Assessment of Abdominal Pain Through Global Outcomes and Recent FDA Recommendations in Children

Objectives: Irritable bowel syndrome is a multisymptom construct, with abdominal pain (AP) acting as the driving symptom of patient‐reported severity. The Food and Drug Administration considers a >30% decrease in AP as satisfactory improvement, but this has not been validated in children. We investigated the correspondence of 2 measures for AP assessment, ≥30% improvement in AP and global assessment of improvement. Methods: Secondary analysis of data from 72 children who completed a randomized clinical trial for abdominal pain–associated functional gastrointestinal disorders.
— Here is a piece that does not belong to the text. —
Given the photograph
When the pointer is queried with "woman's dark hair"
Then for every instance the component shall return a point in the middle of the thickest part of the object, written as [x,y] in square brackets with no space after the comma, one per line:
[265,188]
Children completed daily assessment of AP intensity, functional disability inventory (FDI), question regarding pain's interference with activities, and 2 global assessment questions. We measured the extent to which ≥30% improvement of AP and global assessment questions correlated with each other and with disability. Results: The global questions correlated with each other ( r = 0.74; P < 0.0001) and with a ≥30% improvement in AP ( P < 0.01). Global outcomes were satisfaction with treatment was inversely related to the child's report of interference with activities ( P < 0.01) and symptom relief was positively associated with ≥30% improvement in FDI scores ( P < 0.009). A 30% change in FDI scores was associated with global questions of symptom relief ( P = 0.009) but not with satisfaction with treatment ( P = 0.07). The association of AP improvement with interference with activities ( P = 0.14) or change in FDI scores ( P = 0.27) did not reach significance. Conclusions: Currently used global assessments are significantly associated with decreased pain intensity, decreased interference with daily activities, and a ≥30% change in FDI scores, whereas recommended 30% improvement in pain intensity is not as comprehensive.